Mary and (the perfect) Beast

Mary and (the perfect) Beast

Saturday, January 7, 2012

listen.

I like Kyle Carter's motto "Living the dream".
I also like Phyllis Dawson's motto "Invest in the journey not the destination".
I can honestly say, I get it and I am doing it. Both motto's.

There are two special ladies that have helped me get to where I am right now, which is a pretty good place.
In fact, right now is probably the best place I have ever been. In my whole life, both professionally and personally.
I am truly happy.

There are obviously many other amazing people that have helped me tremendously. My husband is the number one person in my life but today I want to send a shout out to two of my instructors.
A truly heartfelt shout out.
I feel bad not talking about Stephen and Susan, but I will write about them another day. (Maybe Monday after my clinic with Stephen ;)

Today I want to write about my real adoration for Vanessa Swartz and Sharon White.
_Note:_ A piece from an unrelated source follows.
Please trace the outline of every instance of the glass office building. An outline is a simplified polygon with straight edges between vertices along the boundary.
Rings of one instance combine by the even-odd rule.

This week I had the best rides on both my mares.
Like the kind of rides that made me want to cry..........Cry like I do at the end of the movie "Homeward bound". (Which is close to hysterical)
I have never dreamed that my chestnut mare could do what she is doing.
I have also had many an instructor tell me she could never do what she is doing.
Beast moved in ways that were a dream come true.
I know that that sounds really cheesy and loopy, but it is true.
I really and truly feel this week like I am living a dream.
God knows working with horses can be full of extreme ups and downs.
It can be fleeting glimpses of comprehension and greatness.
Working with horses has the potential to be raw and draining. One can be burnt one too many times to return.
I am so thankful to have positive role models in my life like Vanessa and Sharon.
They make it easy to keep loving every good moment, to try to love the bad moments, and they demonstrate how to handle the really bad moments gracefully.

Vanessa is a little powerhouse, some one I am so glad to have in my corner. She has made my horses incredible and reassured me every step that I would get them there. I did, I have, and I will.
I am grateful.

Sharon White is some one I am grateful to ride with.
Sharon is inspirational, and real.
Vanessa teaches me on the flat where my emotional state has (thank god) stabilized, Sharon gets the pleasure of teaching me at my craziest.
Unfortunately in my lessons with Sharon, I often revert to toddler like behavior.
At first I was so horrified and embarrassed I thought about not taking more lessons with her, but I have succumb to the fact that I lack control of my emotions. If I don't fight it, it wont fight me.
I play dead.
I hear it works with Bears also.

Sharon not only doesn't react in embarrassment to my crazy, she keeps pushing.
How did she know I could do it, and I didn't? I mean I TRULY didn't. Like I was ADAMANT I couldn't.
But because of her, I did it, and I will continue to do it.

I heard of how a while ago Sharon had a bad injury. (This was before I was riding with her) While Sharon was recovering from that injury and once she was able to start riding again, she was not allowed to jump for awhile. I imagine this would be immensely frustrating.
I hear of how she turned that into something positive by doing intense dressage training.
I have the desire to be like that.
Every day is a choice. I hope I can choose to be positive.
Sharon's photograph is in the dictionary next to positive, a profile shot. I looked. .......I swear.

I see how Vanessa sets up a clinic for 7 girls. Then 10 minutes after it's done she has cleaned up the ring and set it for games practice. She watches her daughter ride, teaches a thousand lesson's (and GOOD quality lessons) answers a thousand questions and is still a super fun person.
Vanessa has a cape under her jacket and an "S" on her shirt.

I have been practicing what my ladies have taught me. It is paying off.

Callie got an 84% in a second level dressage test yesterday. The show was at my farm. I was the only competitor AND the judge.
Needless to say I won.
Thank you Vanessa.


I have been practicing on Beast.
I have one clear memory that shines like a beacon from the last lesson I had with Sharon. (The one where I was on Crack, oops I mean mass amounts of medicine)
The memory was of the perfect balance I held to an oxer. (It only happened once, maybe that's why it was so memorable) .
I did not mess up my horses balance.
She liked that.
I liked it also and it stuck with me.
I had a dream about it. I am not kidding here, I had a long dream about how it should feel.
I realize what Sharon has been telling me to do on Beast for months!
I am so excited to try to master this!
Like Sharon says, you won't hear things until you are ready to hear them.

I can not say enough positive things about both of these ladies.
They are not just AMAZING instructors, they are amazing people. They are different and they see things in a different way....actually a million different ways.
They are wonderful and refreshing and they are good.

In my career, I will continue to try to hear.
I will try not to let an ego get in my way.
I will try to keep my intentions pure.
I will try to do this all to be the best rider and teacher I can be.
I will try let people know how much they mean to me, and how special they are. They deserve it.
I will try to become who I am not in the shadow of some but in the light of those like Vanessa and Sharon.
This week, I am Thankful. I am happy, and I am Thankful to be happy.